Até 9 de agosto, os Bombeiros contabilizaram 666 incêndios urbanos, contra 353 no mesmo período de 2025, uma alta de 88,7%. Já os incêndios florestais passaram de 133 para 564, crescimento de 324,1%.
Incêndios florestais disparam
O avanço das ocorrências em áreas de vegetação é o principal destaque dos dados do CBMAM. Foram 431 registros a mais do que no mesmo período de 2025.
A alta também aparece nos números dos últimos fins de semana. Entre 31 de julho e 2 de agosto, foram registrados 106 incêndios em vegetação e áreas florestais.
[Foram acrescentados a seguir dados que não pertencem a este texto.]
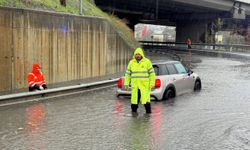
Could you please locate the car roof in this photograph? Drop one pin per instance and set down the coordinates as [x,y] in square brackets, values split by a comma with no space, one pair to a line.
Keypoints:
[157,62]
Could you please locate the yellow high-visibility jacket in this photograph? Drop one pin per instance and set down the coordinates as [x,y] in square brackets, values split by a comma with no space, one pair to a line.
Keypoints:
[141,76]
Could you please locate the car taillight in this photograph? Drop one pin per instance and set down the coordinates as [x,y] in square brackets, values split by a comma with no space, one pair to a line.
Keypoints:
[119,83]
[157,83]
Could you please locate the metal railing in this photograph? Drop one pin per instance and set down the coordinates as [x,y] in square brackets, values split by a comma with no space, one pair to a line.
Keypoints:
[200,46]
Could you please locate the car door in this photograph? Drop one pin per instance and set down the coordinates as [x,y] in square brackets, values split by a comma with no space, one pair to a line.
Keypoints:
[175,78]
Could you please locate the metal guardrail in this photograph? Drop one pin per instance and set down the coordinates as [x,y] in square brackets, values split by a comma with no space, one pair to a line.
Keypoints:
[204,46]
[54,91]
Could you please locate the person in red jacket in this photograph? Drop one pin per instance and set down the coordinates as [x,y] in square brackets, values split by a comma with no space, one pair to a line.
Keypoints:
[36,79]
[189,43]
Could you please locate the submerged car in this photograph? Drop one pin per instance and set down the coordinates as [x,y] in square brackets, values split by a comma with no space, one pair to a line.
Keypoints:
[172,79]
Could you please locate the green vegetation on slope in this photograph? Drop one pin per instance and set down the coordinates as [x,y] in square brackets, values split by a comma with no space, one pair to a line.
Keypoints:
[89,9]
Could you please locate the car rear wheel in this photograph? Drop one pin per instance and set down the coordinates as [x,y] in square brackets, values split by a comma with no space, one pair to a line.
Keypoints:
[197,85]
[168,94]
Já entre 7 e 9 de agosto, foram 117 ocorrências.
Para a meteorologista Andrea Ramos, o cenário ocorre durante um período naturalmente mais seco na Amazônia Central. “Agosto está entre os meses mais secos do ano em Manaus”, explica.
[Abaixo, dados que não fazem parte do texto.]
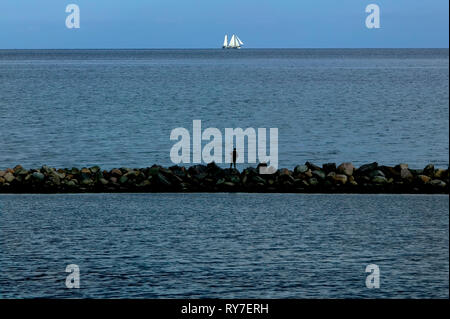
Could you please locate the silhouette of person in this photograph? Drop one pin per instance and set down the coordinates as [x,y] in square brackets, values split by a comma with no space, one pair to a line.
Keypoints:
[234,156]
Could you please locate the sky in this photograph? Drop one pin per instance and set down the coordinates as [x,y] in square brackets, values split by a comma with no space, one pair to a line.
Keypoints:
[40,24]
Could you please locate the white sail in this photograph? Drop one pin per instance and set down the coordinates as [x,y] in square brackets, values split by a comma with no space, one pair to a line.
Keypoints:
[225,41]
[232,43]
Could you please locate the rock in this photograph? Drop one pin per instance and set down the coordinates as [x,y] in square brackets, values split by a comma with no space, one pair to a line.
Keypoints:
[163,180]
[229,184]
[363,169]
[85,170]
[331,175]
[389,171]
[346,168]
[429,170]
[329,167]
[87,181]
[123,179]
[406,174]
[313,167]
[116,173]
[399,167]
[235,179]
[308,173]
[340,178]
[95,169]
[375,173]
[71,183]
[438,183]
[319,174]
[441,174]
[424,179]
[55,180]
[379,180]
[9,177]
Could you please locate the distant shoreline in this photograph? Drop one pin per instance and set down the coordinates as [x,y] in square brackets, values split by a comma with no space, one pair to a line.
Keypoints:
[308,178]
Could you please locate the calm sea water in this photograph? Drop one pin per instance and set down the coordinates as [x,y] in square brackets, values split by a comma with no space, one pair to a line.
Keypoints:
[117,108]
[212,245]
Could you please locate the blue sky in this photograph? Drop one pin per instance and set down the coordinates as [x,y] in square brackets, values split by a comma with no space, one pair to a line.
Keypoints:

Segundo a especialista, a redução das chuvas, a menor cobertura de nuvens e o aumento da incidência solar elevam as temperaturas e reduzem a umidade da vegetação.
Calor não cria o fogo, mas prepara o terreno
Manaus registrou temperaturas de 35,4°C e 36,1°C nos últimos dias, os maiores valores observados na capital em 2026 até então, segundo a análise da meteorologista.
Ao mesmo tempo, o volume de chuva nos primeiros dez dias de agosto ficou em aproximadamente 3,5 milímetros.
Andrea explica que o calor, por si só, não provoca um incêndio, mas contribui para deixar a vegetação mais seca e inflamável.
“Com menos chuva e maior aquecimento superficial, a vegetação perde umidade mais rapidamente, tornando-se mais inflamável”, afirma.
Nesse cenário, fontes de ignição, como queimadas irregulares, descarte inadequado de materiais combustíveis ou acidentes, encontram condições mais favoráveis para iniciar e espalhar o fogo.
Ou seja, as condições climáticas não necessariamente iniciam os incêndios, mas podem facilitar a propagação das chamas.
El Niño também influencia
Outro fator apontado por Andrea é a influência do El Niño, fenômeno caracterizado pelo aquecimento anormal das águas do Pacífico Equatorial.
Na Região Norte, o fenômeno pode provocar redução das chuvas e períodos mais prolongados de estiagem. Em Manaus, isso contribui para manter a vegetação exposta ao calor e com menor disponibilidade de umidade.
“Em anos sob influência do El Niño, a Região Norte tende a apresentar redução das chuvas e períodos mais prolongados de estiagem, aumentando o risco de incêndios e queimadas”, explica a meteorologista.
Números mostram avanço
Os dados do CBMAM mostram a diferença entre os dois períodos:
Incêndios urbanos: 353 em 2025 contra 666 em 2026;
Incêndios florestais: 133 em 2025 contra 564 em 2026;
Total de ocorrências: 486 em 2025 contra 1.230 em 2026.